The most recent actuarial valuation was at 30 June 2012 and the Directors have reviewed the assumptions at 30 June 2013 and consider
them to remain materially appropriate. The most important assumptions made in connection with the scheme valuation and
charge or income are the health care cost of inflation, the average yield of South African Government long dated bonds and
salary increases, withdrawal rates and life expectancies. The details of these assumptions are set out in note 32.
Valuation of share options and share-based incentives
In determining the fair value of share-based payments made during the year to employees and Directors, a number of assumptions
have been made by management. Significant judgements include the determination of appropriate inputs to valuation models
and assessment of the likelihood of vesting. The details of these assumptions are set out in note 27.
Deferred tax
Judgement is applied in making assumptions about recognition of deferred tax assets.
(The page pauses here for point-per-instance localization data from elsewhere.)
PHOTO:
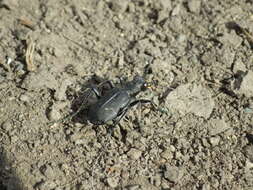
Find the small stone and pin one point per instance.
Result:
(173, 174)
(167, 154)
(191, 98)
(119, 6)
(133, 187)
(194, 6)
(156, 181)
(60, 93)
(248, 165)
(176, 10)
(248, 150)
(166, 4)
(112, 182)
(7, 125)
(217, 126)
(49, 172)
(24, 98)
(134, 153)
(246, 86)
(54, 114)
(214, 141)
(231, 39)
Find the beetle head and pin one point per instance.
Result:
(138, 84)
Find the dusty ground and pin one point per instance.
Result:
(198, 54)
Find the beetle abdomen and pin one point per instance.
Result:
(108, 107)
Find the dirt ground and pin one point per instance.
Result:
(196, 53)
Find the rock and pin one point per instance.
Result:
(112, 181)
(133, 187)
(191, 98)
(167, 154)
(246, 86)
(40, 79)
(134, 153)
(216, 126)
(60, 93)
(119, 5)
(49, 172)
(173, 174)
(155, 180)
(176, 10)
(24, 98)
(231, 39)
(7, 125)
(166, 4)
(248, 150)
(194, 6)
(214, 141)
(54, 114)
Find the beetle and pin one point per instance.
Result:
(115, 102)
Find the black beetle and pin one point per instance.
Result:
(113, 105)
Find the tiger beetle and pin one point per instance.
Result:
(114, 103)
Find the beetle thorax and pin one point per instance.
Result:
(135, 86)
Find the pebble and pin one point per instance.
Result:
(214, 141)
(248, 150)
(246, 86)
(194, 6)
(217, 126)
(24, 98)
(133, 187)
(173, 174)
(134, 153)
(112, 182)
(54, 114)
(191, 98)
(155, 180)
(167, 154)
(7, 125)
(119, 6)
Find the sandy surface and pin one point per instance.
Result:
(198, 55)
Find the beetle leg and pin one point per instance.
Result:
(121, 114)
(142, 101)
(96, 91)
(107, 82)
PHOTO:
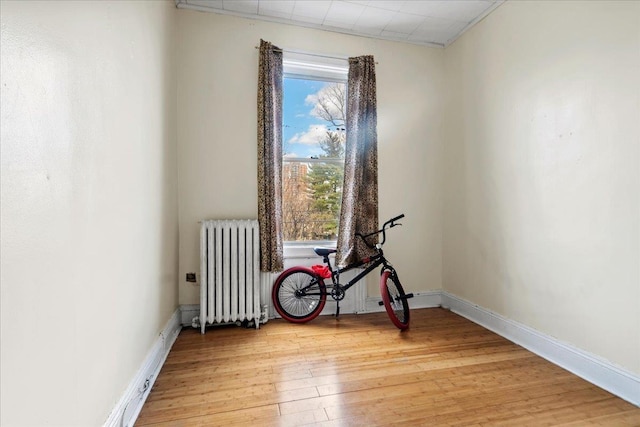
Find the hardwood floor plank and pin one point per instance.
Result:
(360, 370)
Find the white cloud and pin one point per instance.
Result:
(312, 136)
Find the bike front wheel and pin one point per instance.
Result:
(395, 300)
(299, 295)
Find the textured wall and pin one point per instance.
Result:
(89, 203)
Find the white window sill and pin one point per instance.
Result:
(304, 250)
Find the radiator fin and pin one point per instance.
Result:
(229, 271)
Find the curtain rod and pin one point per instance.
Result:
(310, 54)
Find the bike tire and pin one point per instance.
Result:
(394, 299)
(299, 295)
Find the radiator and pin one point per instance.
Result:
(230, 278)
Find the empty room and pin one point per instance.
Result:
(496, 145)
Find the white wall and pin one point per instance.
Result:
(542, 171)
(89, 203)
(217, 96)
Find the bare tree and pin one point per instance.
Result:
(330, 104)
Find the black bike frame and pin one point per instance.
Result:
(378, 259)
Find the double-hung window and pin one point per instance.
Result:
(313, 137)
Judgement is required in respect of
recognition of such deferred tax assets including the timing and value of estimated future taxable income, as well as the timing
of rehabilitation costs and the availability of associated taxable income.
Inventory and inventory stockpile
Judgement is applied in making assumptions about the value of inventories and inventory stockpiles, including diamond prices,
production grade and expenditure to determine the extent to which the Group values inventory and inventory stockpiles.
Depreciation
Judgement is applied in making assumptions about the depreciation charge, including the estimated useful life of individual assets
and residual values and the appropriate units of production tonnes. The assumptions are reviewed at least annually by management.
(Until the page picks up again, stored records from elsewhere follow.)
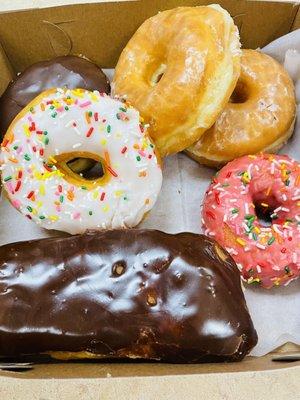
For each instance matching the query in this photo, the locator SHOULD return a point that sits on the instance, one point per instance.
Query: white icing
(127, 197)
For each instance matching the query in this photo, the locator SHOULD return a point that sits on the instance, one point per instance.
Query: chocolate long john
(123, 293)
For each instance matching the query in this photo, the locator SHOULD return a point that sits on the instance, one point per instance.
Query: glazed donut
(66, 71)
(252, 208)
(179, 70)
(60, 125)
(259, 117)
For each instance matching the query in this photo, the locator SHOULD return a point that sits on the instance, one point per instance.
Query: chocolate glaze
(66, 71)
(136, 293)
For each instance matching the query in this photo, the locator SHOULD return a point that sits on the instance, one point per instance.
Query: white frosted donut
(60, 125)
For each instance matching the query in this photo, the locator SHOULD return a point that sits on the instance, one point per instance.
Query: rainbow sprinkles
(64, 124)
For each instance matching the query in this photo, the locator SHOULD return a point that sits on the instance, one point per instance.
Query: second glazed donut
(259, 118)
(179, 70)
(61, 125)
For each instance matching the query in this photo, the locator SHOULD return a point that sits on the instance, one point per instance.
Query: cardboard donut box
(100, 31)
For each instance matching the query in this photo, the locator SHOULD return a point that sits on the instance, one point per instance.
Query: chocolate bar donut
(66, 71)
(123, 294)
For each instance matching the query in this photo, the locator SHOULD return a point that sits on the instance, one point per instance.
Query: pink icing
(266, 253)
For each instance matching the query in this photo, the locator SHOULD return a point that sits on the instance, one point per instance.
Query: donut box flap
(28, 36)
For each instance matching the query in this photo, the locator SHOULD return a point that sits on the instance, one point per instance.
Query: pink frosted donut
(252, 208)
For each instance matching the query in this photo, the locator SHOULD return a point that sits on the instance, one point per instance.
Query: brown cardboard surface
(99, 31)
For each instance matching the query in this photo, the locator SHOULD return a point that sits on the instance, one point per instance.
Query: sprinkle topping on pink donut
(252, 208)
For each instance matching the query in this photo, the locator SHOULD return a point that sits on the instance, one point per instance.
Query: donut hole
(83, 169)
(86, 168)
(158, 74)
(240, 94)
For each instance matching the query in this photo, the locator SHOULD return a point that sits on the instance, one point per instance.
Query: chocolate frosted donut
(136, 294)
(66, 71)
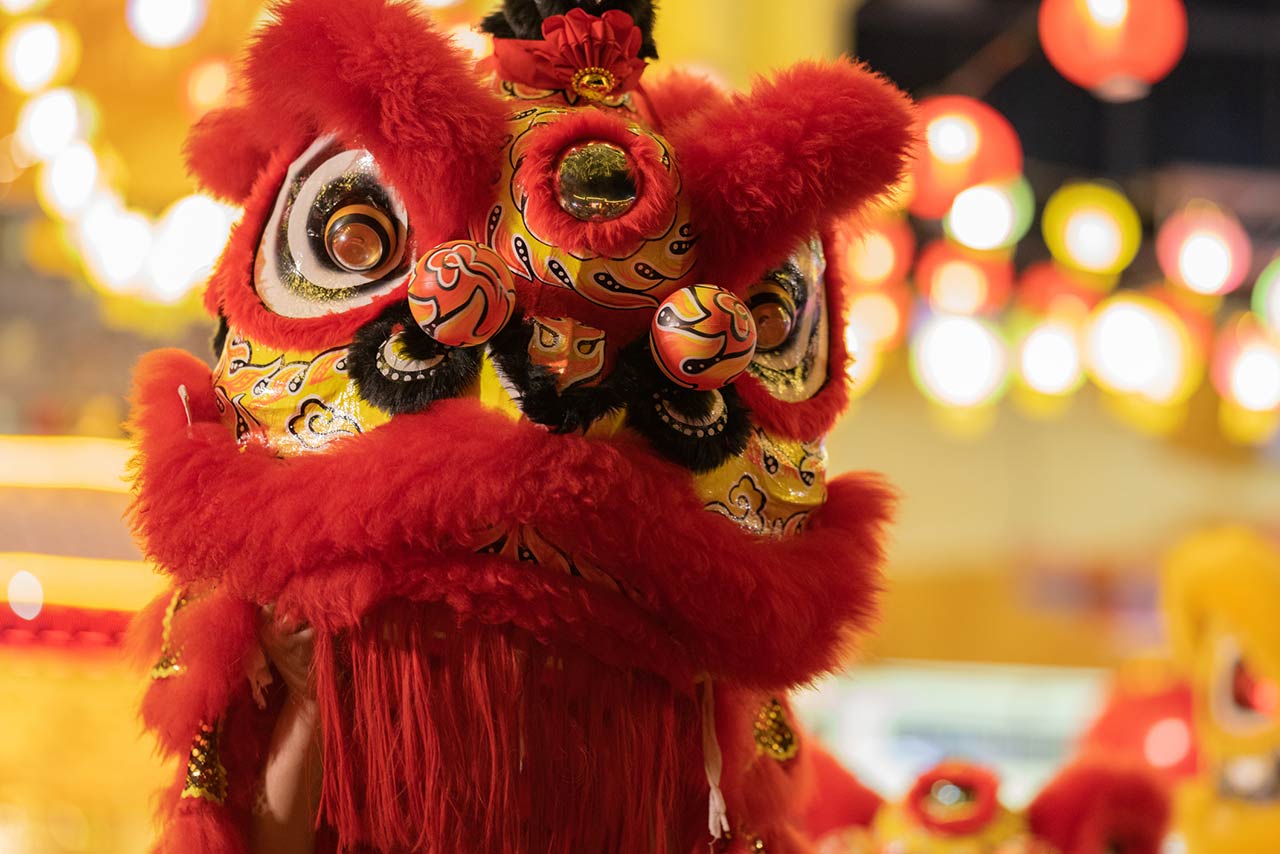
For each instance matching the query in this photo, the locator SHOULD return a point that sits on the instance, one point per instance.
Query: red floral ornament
(594, 56)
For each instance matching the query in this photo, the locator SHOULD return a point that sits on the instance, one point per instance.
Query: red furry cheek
(656, 179)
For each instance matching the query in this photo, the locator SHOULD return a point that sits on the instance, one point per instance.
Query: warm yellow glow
(864, 360)
(165, 23)
(471, 40)
(1109, 13)
(1050, 359)
(983, 218)
(68, 182)
(85, 583)
(1137, 346)
(208, 85)
(49, 123)
(876, 316)
(959, 361)
(1205, 263)
(873, 257)
(63, 462)
(952, 138)
(1092, 227)
(188, 240)
(959, 287)
(1093, 240)
(35, 53)
(1256, 377)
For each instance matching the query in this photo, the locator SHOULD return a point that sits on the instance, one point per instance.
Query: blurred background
(1066, 325)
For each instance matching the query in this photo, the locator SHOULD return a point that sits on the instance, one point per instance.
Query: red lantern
(959, 281)
(1115, 48)
(967, 144)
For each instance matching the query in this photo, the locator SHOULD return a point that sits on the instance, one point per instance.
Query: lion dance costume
(1221, 597)
(521, 387)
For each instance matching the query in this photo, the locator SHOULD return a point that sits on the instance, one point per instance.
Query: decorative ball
(703, 337)
(462, 293)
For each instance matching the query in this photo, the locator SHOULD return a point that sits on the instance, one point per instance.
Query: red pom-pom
(703, 337)
(461, 293)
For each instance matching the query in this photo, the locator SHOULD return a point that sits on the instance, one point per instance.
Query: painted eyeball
(336, 238)
(595, 182)
(789, 305)
(360, 238)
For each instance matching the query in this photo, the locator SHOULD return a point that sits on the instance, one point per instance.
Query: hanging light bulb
(1118, 49)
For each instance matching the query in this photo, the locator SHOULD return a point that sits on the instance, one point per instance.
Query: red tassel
(444, 738)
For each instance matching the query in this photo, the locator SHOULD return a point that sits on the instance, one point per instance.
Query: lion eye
(360, 238)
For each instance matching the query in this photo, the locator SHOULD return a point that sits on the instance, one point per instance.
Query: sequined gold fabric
(206, 777)
(293, 402)
(773, 734)
(772, 488)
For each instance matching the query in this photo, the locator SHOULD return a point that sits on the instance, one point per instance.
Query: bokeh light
(165, 23)
(1205, 250)
(1092, 227)
(991, 217)
(956, 281)
(959, 361)
(1266, 297)
(49, 123)
(1050, 360)
(37, 53)
(878, 254)
(1137, 345)
(26, 594)
(68, 182)
(1118, 49)
(967, 144)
Net investments in foreign operations
Management assess the extent to which intra-group loans to foreign operations that give rise to unrealised foreign exchange gains
and losses are considered to be permanent as equity or repayable in the foreseeable future. The foreign exchange on permanent
as equity loans are recorded in foreign currency translation reserve until such time as the operation is sold, whilst the foreign
exchange on loans repayable in the foreseeable future are recorded in the Consolidated Income Statement.
2. Segment information
Segment information is presented in respect of the Group’s operating and geographical segments:
Mining
– the extraction and sale of rough diamonds from mining operations in South Africa and Tanzania.
Exploration
– exploration activities in Botswana.
Segments are based on the Group’s management and internal reporting structure. Management reviews the Group’s performance by
reviewing the results of the mining activities in South Africa and Tanzania, reviewing the results of the exploration activities in Botswana
and reviewing the corporate administration expenses in Jersey. Each segment derives, or aims to derive, its revenue from diamond
mining and diamond sales, except for the corporate and administration cost centre.
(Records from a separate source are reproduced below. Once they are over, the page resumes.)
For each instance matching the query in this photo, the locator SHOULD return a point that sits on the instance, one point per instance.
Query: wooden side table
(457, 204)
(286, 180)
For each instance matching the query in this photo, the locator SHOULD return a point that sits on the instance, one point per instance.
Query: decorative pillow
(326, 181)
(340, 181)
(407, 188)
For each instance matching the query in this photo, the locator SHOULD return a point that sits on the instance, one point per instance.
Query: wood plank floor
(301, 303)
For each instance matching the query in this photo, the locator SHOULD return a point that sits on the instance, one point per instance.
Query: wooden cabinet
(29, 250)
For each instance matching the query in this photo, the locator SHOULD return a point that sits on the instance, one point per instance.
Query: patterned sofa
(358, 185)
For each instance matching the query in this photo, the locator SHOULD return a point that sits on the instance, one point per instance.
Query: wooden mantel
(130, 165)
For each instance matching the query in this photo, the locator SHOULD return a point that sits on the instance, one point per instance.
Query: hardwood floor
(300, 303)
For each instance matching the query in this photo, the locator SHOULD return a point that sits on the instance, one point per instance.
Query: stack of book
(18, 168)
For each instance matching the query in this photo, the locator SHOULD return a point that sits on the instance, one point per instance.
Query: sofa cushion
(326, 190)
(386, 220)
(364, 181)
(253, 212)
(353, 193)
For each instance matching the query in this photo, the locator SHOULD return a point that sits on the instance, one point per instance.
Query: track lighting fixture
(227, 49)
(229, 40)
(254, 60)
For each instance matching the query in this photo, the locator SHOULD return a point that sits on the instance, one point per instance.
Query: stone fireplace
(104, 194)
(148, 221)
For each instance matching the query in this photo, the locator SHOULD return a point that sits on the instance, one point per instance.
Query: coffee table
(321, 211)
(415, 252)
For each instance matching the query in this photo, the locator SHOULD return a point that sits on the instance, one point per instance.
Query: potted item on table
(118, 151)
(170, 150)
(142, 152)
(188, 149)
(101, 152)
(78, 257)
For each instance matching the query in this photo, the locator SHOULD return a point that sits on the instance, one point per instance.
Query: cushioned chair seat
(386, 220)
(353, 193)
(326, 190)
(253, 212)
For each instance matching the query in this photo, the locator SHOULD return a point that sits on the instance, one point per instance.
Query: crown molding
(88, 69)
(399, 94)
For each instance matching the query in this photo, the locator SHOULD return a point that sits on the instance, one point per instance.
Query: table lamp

Segment results, assets and liabilities include items directly attributable to a segment as well as those that can be allocated on a
reasonable basis. Segment results are calculated after charging direct mining costs and depreciation. Unallocated items comprise mainly
interest-earning assets and income, interest-bearing borrowings and expenses, and corporate assets and expenses. Segment capital
expenditure is the total cost incurred during the year to acquire or construct segment assets that are expected to be used for more
than one period. Eliminations comprise transactions between Group companies that are cancelled on consolidation. The results are
not materially affected by seasonal variations. Revenues are generated from tenders held in Johannesburg, South Africa and Antwerp,
Belgium for external customers from various countries, the ultimate customers of which are not known to the Group.
The Group’s non-current assets are located in South Africa US$730.0 million (30 June 2012: US$741.7 million), Tanzania US$96.5 million
(30 June 2012: US$95.6 million), Botswana US$0.4 million (30 June 2012: US$0.5 million) and Jersey US$0.1 million (30 June 2012: US$1.8 million).